Praedicatho homélies à temps et à contretemps

C'est par la folie de la prédication que Dieu a jugé bon de sauver ceux qui croient. Devant Dieu, et devant le Christ Jésus qui va juger les vivants et les morts, je t’en conjure, au nom de sa Manifestation et de son Règne : proclame la Parole, interviens à temps et à contretemps, dénonce le mal, fais des reproches, encourage, toujours avec patience et souci d’instruire. Crédit peintures: B. Lopez


Père Daniel-Ange, Viêt-Nam: peuple à genoux où Dieu se fait la joie des pauvres

Publié par Walter Covens sur 14 Juin 2007, 23:44pm

Catégories : #la vache qui rumine (Années B - C)

    Après avoir pu baiser les mains de tant d 'héroïques martyrs contemporains, de l'Albanie à la Lituanie, de l'Arménie à la Roumanie, avec quelle émotion ai-je rencontré des confesseurs de la foi du Vietnam contemporain: ces prêtres, séminaristes, catéchistes, sortis de dix, quinze ans de prison et camps... D'eux -mêmes, ils n'en parlent jamais. Leurs visages sont tellement apaisés par un pardon donné, qu'on ne peut soupçonner de quel enfer ils sortent. Parfois, c'est au détour d'une conversation que j'apprendrai que mon voisin a derrière lui des années de détention ...

    Jamais je n'oublierai ce séminariste à qui, après six ans de camps, on promet la liberté, à condition de se marier. Il refuse, demeurant fidèle à l'appel de Dieu. Il est immédiatement condamné à encore six ans de prison. Il a souffert tout cela pour devenir un jour prêtre. Et il ne le peut toujours pas, les autorités s'y opposant, malgré les demandes réitérées de son évêque. Ou cet autre, ordonné en tant que séminariste après sept ans de prison, et immédiatement renfermé après son ordination.
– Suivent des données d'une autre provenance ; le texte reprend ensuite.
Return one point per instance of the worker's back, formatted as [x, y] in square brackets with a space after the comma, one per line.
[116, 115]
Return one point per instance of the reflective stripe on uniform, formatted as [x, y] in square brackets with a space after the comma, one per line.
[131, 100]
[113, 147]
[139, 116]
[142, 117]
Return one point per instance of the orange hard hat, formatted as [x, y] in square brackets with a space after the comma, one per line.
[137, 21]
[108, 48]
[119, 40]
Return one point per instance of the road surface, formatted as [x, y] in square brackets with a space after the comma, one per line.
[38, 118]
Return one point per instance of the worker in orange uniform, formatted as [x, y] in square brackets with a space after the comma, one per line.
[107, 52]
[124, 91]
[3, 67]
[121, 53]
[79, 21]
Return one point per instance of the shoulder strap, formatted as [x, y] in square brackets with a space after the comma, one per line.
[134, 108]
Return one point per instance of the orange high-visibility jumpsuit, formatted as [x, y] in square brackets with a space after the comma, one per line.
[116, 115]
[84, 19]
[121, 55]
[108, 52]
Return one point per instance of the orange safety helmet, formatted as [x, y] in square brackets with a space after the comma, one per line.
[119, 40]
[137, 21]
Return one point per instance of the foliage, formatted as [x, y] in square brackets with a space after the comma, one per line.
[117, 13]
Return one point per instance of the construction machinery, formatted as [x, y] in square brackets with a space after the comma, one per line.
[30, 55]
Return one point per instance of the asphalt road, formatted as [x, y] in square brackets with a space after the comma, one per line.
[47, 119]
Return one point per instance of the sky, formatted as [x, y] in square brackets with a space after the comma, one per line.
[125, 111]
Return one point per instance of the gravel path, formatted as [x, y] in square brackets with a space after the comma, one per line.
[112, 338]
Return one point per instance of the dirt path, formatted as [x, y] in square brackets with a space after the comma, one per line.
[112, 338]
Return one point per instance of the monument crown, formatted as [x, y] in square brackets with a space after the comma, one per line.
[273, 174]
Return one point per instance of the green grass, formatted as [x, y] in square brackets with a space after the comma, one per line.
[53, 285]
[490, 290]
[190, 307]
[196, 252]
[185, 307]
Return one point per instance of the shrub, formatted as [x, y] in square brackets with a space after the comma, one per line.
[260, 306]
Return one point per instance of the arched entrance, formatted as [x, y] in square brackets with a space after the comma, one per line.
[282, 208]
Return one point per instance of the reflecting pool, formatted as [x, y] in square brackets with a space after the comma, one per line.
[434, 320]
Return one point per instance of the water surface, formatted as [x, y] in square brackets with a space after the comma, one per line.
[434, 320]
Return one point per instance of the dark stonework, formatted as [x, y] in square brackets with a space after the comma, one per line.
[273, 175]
    Émotion encore de pouvoir prier dans la cathédrale de Hué, sur la tombe de Mgr Philippe Kim Diên, que j'avais eu la grâce de connaître lorsqu'il était Petit frère de l’Évangjle. Une des figures les plus lumineuses de l'épiscopat vietnamien. Il écrivait quelques semaines avant son départ: « C'est une grâce pour moi de participer concrètement à la flagellation de notre bien-aimé Jésus. Depuis 27 ans, ce sera la première fois que je ne pourrai pas célébrer la Semaine Sainte. Je ne demande ni santé, ni maladie, mais que sa volonté soit faite en moi et en toutes les créatures. Plus les douleurs se font intenses, plus la prière d'abandon monte dans mon cœur. » (Lettre du 31 mars 1988 à une carmélite)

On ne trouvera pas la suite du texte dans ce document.